Aber was anders, als da er mit uns in dem Leben am Grabe
Unſer Erbarmer lebte, war nun in des Goͤttlichen Antlitz!
Euch nur erſchiene der Herr? nicht mir? von mir will ich ſchweigen!
Nicht der weinenden Mutter? nicht ihrem Sohne Johannes?
Dem nicht, den er der heiligen Mutter am Kreuze zum Sohne,
Der nicht, die er dem Sohne zur Mutter in ſeinem Blut gab?
Alſo ſprachen ſie untereinander. Die Hoͤrenden riſſen
Maͤchtige Zweifel itzt fort, dann wieder ſiegender Glaube.

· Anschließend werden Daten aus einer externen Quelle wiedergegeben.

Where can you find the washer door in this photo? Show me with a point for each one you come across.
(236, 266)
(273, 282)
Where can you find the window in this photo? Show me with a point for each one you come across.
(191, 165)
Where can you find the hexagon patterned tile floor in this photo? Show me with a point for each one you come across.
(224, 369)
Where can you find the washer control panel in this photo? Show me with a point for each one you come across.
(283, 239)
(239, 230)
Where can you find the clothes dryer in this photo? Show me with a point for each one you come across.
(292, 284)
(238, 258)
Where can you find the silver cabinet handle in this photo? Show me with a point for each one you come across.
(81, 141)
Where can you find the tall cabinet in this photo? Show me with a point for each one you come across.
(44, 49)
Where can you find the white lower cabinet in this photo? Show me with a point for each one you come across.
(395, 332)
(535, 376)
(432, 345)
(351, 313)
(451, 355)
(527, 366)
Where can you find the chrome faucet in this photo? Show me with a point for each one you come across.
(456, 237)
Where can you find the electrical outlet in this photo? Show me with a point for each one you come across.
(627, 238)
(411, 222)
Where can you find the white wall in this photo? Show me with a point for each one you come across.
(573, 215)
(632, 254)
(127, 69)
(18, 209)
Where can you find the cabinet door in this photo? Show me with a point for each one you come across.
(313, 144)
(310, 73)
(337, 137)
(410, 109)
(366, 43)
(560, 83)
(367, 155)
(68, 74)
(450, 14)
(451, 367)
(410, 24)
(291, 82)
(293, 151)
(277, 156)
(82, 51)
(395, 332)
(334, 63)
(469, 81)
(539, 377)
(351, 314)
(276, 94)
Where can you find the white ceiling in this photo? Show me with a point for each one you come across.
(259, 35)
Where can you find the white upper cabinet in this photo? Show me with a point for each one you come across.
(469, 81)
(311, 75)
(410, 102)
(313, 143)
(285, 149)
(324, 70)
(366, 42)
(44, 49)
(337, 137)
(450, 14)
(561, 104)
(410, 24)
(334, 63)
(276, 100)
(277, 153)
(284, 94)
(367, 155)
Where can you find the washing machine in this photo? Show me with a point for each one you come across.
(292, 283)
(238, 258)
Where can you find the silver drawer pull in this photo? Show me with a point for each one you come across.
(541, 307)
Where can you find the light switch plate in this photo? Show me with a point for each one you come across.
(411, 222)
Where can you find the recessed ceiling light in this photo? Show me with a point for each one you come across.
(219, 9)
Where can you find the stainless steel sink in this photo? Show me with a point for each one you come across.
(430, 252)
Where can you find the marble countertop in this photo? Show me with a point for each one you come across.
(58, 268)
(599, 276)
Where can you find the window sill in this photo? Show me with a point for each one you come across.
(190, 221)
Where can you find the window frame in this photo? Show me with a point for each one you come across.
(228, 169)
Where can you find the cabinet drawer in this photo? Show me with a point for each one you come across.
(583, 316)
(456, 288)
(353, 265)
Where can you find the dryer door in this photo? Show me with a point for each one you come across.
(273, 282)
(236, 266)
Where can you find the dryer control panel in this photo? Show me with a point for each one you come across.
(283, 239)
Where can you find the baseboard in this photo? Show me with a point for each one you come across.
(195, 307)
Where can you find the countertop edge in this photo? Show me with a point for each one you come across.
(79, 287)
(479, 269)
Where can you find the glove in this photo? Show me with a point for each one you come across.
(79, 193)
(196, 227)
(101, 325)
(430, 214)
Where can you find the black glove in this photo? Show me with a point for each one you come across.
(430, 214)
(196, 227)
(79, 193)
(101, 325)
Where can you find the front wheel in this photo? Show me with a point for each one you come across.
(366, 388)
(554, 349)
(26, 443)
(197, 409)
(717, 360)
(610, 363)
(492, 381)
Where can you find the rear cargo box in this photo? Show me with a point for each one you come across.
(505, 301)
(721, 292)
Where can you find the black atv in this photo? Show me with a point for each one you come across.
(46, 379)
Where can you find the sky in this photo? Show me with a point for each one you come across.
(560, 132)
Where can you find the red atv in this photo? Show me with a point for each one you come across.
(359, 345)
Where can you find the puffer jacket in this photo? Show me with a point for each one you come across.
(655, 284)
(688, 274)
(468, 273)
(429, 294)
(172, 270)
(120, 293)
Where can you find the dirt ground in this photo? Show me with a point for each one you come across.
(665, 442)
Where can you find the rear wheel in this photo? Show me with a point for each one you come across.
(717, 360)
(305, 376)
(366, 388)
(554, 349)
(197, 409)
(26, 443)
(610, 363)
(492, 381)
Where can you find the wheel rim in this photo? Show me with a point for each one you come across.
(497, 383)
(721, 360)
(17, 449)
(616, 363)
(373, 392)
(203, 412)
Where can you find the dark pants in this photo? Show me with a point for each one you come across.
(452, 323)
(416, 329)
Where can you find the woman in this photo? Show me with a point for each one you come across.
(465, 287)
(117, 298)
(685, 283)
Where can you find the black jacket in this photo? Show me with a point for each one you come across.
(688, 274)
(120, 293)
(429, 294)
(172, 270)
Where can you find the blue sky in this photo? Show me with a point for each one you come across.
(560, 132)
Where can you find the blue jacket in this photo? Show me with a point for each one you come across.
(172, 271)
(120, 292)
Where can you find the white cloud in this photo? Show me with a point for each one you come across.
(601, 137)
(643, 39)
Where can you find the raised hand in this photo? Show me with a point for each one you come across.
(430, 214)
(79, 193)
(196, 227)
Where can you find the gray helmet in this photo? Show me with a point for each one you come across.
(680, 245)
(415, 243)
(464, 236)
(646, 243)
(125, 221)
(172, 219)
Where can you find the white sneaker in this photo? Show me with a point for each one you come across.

Beyde wechſelten oft, und durchflammten die Seele. Wenn Petrus,
Wenn die freudigen Zeuginnen redten, wenn Magdale redte;
Gingen ſie auf dem Meere! wenn Didymus redte, ſanken
Sie vor der kommenden Woge. Der zweifelnde Juͤnger verließ ſie
Und Jeruſalem, ging zu den fernſten Graͤbern des Oelbergs,
Sich im Einſamen dort in ſeiner Traurigkeit Quaalen
Tiefer zu ſtuͤrzen. Er wollte das nicht; er wollte die muͤde,
Tiefverwundete Seele durch Ruh der Einſamkeit lindern.
Einen Becher der Freuden hat in der Rechten; der Linken
Einen wuͤtenden Dolch die Einſamkeit, reicht dem Begluͤckten
Jhren Becher; dem Leidenden reicht ſie den wuͤtenden Dolch hin!
Jn der naͤchtlichſten eines der fernen Todtengewoͤlbe
War jetzt Thomas gekommen; und ſeiner Traurigkeit Laſten
Wurden ſchwerer auf ihm, die Gedanken ſchwaͤrzer, des Herzens
Quaalen troſtbeduͤrftiger. Seine Seel’ arbeitet,
Sich aus dieſen Tiefen, die ſtets mehr ſanken, zu heben;
Und arbeitet umſonſt. Haͤtt’ er nicht zu Gott ſich gewendet,
Zu der einzigen Stuͤtze des Muͤden; er waͤr erlegen!